She wasn’t mutilated. She wasn’t. There were scars, and she’d never bear a child, but it wasn’t the same, was it?
Her eyes burned. Her throat, too.
She would make them tea. It was a meagre skill, and she would have to ask him for help with the stove, but it would give her something to do. Something tangible.
Her feet wouldn’t move. Not when he was still touching her. Looking at her.
Waiting.
For her to accept? To agree to go? To share her story and insist that each of those men be brought before the Hall to face the tribunal?
Her father would be there.
Accusations would land upon him as well. He’d allowed it, hadn’t he? Each and every procedure.
“They did nothing wrong,” Orma reminded him, her voice wooden. “The bond wasn’t complete, therefore it wouldn’t constitute interference.” The words weren’t hers, and Athan seemed to realise it, his eyes narrowing as he sat back.
He almost removed his touch, but he kept a loose hold on her hips as if afraid she’d scamper away from him.
“You believe that?” Athan asked, trying and failing to keep the incredulity from his tone.

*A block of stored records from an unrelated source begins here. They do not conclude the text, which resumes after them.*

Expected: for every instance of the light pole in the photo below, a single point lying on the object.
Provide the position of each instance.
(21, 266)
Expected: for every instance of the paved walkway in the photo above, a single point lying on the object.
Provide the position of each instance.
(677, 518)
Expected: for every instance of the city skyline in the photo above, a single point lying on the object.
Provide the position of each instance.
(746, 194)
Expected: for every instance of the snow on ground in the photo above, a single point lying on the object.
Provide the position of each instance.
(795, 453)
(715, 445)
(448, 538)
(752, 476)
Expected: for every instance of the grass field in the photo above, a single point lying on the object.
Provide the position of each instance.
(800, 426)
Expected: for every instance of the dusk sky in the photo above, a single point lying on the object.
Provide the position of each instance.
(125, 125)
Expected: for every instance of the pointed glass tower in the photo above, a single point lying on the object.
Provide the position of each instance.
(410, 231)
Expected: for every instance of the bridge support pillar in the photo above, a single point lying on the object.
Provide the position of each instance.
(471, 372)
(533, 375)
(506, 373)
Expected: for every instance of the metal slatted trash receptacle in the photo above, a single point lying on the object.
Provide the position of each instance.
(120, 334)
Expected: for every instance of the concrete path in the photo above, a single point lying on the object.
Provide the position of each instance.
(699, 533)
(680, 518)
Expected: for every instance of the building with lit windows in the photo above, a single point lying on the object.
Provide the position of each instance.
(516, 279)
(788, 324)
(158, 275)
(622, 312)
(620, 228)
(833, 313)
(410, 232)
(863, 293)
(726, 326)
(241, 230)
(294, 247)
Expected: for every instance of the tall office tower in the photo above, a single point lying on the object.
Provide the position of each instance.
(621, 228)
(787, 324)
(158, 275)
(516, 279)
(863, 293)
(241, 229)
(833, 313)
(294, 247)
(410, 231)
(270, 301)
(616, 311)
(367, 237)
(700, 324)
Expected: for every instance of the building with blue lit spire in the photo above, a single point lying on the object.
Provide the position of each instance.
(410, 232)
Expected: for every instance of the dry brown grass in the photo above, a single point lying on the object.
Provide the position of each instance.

Orma looked up at the ceiling and took a breath, holding it until her lungs burned before she released it. “I believe,” she began, trying to choose her words carefully. Trying even harder to keep from being sucked into memories she couldn’t escape. “That I love you for wanting to fight for me. For caring so much about what happened to me.” She took another breath, quicker this time. Managed to bring her eyes down so she might look at him. “I admire your dedication to others. That you’d want to save them from...” her words failed her, so she gestured over the mounds of papers and the horrid books. “As my mate, you’d have a right to petition the court. To claim interference. You might even win.”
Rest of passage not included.